Any development, or drilling for that matter, is years off. Meantime, the oil companies will deploy seismic air guns — with blasts as loud as a howitzer repeated every 10 seconds or so for weeks — to discover oil and gas deposits below the seabed. Environmentalists worry that endangered right whales, dolphins and other mammals could suffer irreparable hearing loss or other maladies.

“And the crazy thing about seismic testing is that all of the oil companies that want to lease off the Atlantic coast will do their own seismic testing,” Sapp said. “It just doesn’t make sense how it’s done.”

The oil industry wasn’t totally pleased with the interior secretary’s announcement.

“While considering the Atlantic for potential development is a good step, the administration’s proposal represents the bare minimum for potentially opening that area by including only a single lease sale six years from now,” said Erik Milito, an American Petroleum Institute official in Washington.

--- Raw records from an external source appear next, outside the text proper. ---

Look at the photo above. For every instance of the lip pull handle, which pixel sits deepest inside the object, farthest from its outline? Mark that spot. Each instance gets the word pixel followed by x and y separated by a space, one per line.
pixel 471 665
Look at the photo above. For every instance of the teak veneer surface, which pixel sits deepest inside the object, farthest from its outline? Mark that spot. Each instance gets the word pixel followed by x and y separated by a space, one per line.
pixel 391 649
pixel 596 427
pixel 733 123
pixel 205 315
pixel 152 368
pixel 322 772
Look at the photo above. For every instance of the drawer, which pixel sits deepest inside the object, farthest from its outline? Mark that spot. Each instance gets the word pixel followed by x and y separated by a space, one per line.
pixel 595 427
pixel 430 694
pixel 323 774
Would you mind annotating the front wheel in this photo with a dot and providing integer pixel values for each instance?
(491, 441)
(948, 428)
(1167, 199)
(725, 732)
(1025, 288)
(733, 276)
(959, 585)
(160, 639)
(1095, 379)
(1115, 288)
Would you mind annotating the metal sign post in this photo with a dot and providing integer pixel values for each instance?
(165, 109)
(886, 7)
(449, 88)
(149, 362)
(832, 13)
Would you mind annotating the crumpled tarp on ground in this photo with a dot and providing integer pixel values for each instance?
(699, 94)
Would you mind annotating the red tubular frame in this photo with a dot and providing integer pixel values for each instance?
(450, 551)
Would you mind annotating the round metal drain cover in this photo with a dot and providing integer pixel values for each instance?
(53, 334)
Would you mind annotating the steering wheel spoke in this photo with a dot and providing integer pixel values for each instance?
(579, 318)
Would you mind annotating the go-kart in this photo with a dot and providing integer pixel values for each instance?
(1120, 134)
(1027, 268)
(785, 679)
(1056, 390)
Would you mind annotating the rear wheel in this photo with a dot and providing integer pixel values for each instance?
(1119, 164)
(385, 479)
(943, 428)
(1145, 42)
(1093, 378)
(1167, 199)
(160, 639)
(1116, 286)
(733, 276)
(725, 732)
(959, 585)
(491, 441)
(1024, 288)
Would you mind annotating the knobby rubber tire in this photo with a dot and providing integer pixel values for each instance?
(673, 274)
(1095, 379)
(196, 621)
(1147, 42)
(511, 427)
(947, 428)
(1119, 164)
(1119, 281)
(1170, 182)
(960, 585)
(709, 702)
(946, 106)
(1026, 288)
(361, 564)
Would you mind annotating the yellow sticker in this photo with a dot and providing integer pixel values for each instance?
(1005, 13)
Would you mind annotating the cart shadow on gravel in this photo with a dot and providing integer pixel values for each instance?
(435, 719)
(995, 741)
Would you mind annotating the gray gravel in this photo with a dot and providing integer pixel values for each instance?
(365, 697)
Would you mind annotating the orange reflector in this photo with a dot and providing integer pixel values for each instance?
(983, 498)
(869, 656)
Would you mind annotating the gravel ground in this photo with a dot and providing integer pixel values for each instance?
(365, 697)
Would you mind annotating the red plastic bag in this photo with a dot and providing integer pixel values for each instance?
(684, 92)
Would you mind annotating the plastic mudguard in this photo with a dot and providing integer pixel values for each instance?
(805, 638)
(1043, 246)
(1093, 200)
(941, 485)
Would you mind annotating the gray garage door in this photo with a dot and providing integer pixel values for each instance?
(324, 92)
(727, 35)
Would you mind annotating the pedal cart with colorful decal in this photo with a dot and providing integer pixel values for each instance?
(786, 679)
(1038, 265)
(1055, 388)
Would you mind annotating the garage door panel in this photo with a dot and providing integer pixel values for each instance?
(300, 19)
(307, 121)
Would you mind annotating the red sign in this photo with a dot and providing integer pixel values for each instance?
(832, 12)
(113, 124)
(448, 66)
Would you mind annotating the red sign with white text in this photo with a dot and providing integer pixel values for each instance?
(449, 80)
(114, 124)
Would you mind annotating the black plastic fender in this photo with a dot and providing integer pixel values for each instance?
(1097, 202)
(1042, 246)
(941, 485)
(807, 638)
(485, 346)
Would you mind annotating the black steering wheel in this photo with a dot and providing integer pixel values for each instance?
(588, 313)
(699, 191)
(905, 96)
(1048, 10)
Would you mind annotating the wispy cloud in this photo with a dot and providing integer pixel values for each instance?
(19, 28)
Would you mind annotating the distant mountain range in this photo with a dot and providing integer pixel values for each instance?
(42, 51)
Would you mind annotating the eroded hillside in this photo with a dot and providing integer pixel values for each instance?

Some congressional Democrats were at odds with the administration, dredging up the Deepwater Horizon spill to illustrate that offshore drilling does not just affect the closest state.

“It puts our beaches, our fishermen and our environment in the cross hairs for an oil spill that could devastate our shores,” U.S. Sen. Ed Markey, D-Mass., said at a news conference with other indignant East Coast Democrats.

“A spill off the coast of North Carolina could affect Massachusetts,” he said. “A spill off the coast of Georgia could affect New Jersey.”